All the Sins (Season 2)
The first season of the Finnish crime television series All the Sins (original title: Kaikki Synnit), has been a more than pleasant surprise as it featured a magnificent script, exceptional performances and top-notch cinematography that could be deemed equal to that of the most popular Nordic productions. The audience followed a multiple homicide investigation, conducted by two police officers, Lauri and Sanna, who travel to the small northern Finnish town of Varjakka, a close-knit community with a strong and oppressive religious community that suffocates any individual will and dictates the norms by which people should lead their lives. Lauri (Johannes Holopainen) has grown up in Varjakka and carries many dark memories from his hometown mainly due to his sexual preferences that could not be respected by the other members of the local society. His cooperation with Sanna (Maria Sid), another character dealing with unresolved personal issues, was on the epicenter of the first season and it sometimes overshadowed the main plotline which unraveled in six episodes in total. It was a nice change to watch a truly character-oriented Nordic show that doesn't rely on an over-elaborate grisly serial-killer plot and gory visuals but conveys its message through a different way of storytelling, one that highlights the human factor and the community dynamics that shape our actions.
The second season of the show continues in the same vein and balances magnificently between family drama and murder mystery, focusing on the dysfunctional lives of the main characters and the ambiguous decisions they make. The story is set, chronologically, fifteen years earlier than the events of the first season, two months before the dawn of the millennium, in 1999. Jussi Ritola (Matti Ristinen), whom we met in the first season as a senior investigator, is a young police officer who is married to Meeri (Inka Kallén) and leads a quiet life in Varjakka, a town where nothing significant or extraordinary ever happens. When the bodies of a married couple, the Leppihalmes, are found in their house by their own son, Aaro, poisoned by cyanide, Jussi will take on a case that will make him doubt the people closest to him and oppose some of the most powerful people in town. Furthermore, Jussi will try to befriend Aaro, a teenage kid who lost both his parents and suffered a severe mental trauma. Jussi has his own skeletons in the closet from his childhood that was marked by his father's sudden death, thus he feels a special kind of proximity to the kid. An odd father-son relationship will develop between them that will υltimately affect the investigation itself.
Jussi is a fascinating protagonist and Matti Ristinen portrays him with a vulnerability that makes him feel human and forces the viewer to root for him. We identify with Jussi and his difficulty in discerning right from wrong, his reluctance to take action in the circumstances, and his desperate attempts to be a father figure to Aaro. Though we sometimes disagree with his decisions, we can comprehend his reasoning on a purely emotional level.
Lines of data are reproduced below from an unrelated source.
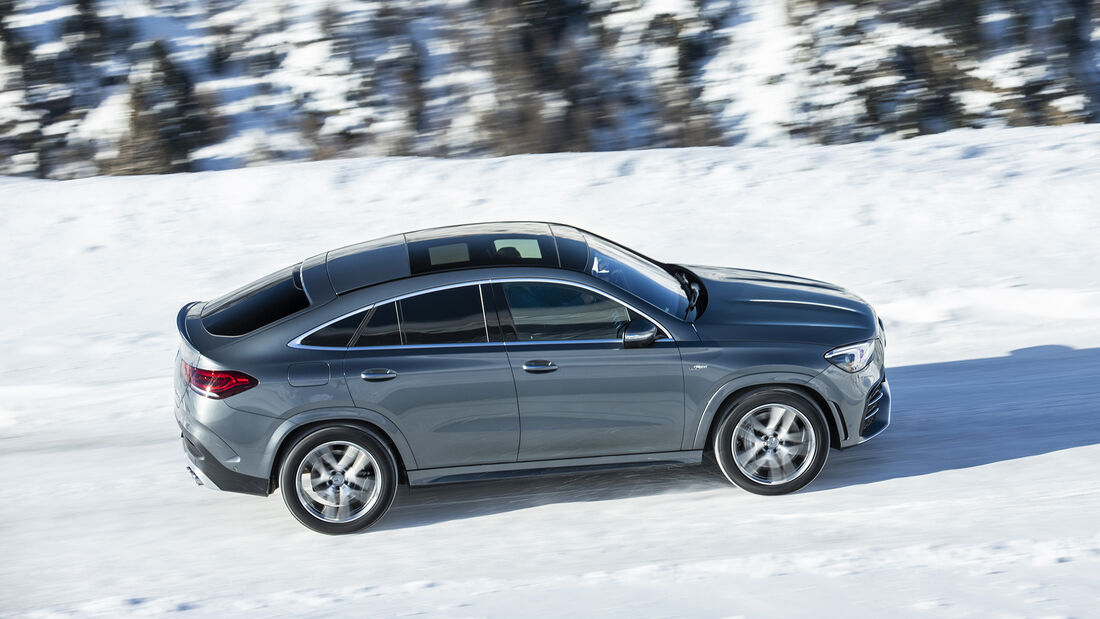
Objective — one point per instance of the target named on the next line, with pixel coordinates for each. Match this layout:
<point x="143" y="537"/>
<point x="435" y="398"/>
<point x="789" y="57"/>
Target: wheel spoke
<point x="784" y="427"/>
<point x="776" y="413"/>
<point x="362" y="484"/>
<point x="329" y="459"/>
<point x="758" y="427"/>
<point x="361" y="461"/>
<point x="349" y="456"/>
The development of his character is exemplary and constitutes the number one reason to watch this show. At the end of the season, we are left feeling numb after the shattering climax of the story, trying to put ourselves in Jussi's shoes and comprehend his mental state. All the Sins is not your typical Nordic noir TV show where everything revolves around a labyrinthine plot and the best you can do is guessing the possible culprit. It is a production that aims to make you think and re-evaluate your moral beliefs in order to become a better person.
Unlike other popular Finnish television series such as Bordertown (Sorjonen) and Deadwind (Karppi), All the Sins bears a substantial social dimension and tackles many important themes such as religious fanaticism, family relationships and their effect on the individual, homosexuality, infidelity, and many more. Merja Aakko and Mika Ronkainen both did a tremendous job as far as the screenplay is concerned while Ronkainen is also the director and the man responsible for the spectacular optics of the show. This is a must-see for all those who crave something more than a simple whodunit or a fast-paced, action-packed story that the viewer forgets a few days after watching. It is one of the most unique Nordic television productions of the last few years and it is worthy of our full commitment. I hope that there will be a third season soon and that we will have once again the opportunity to delve into the alluring universe of the show's creators.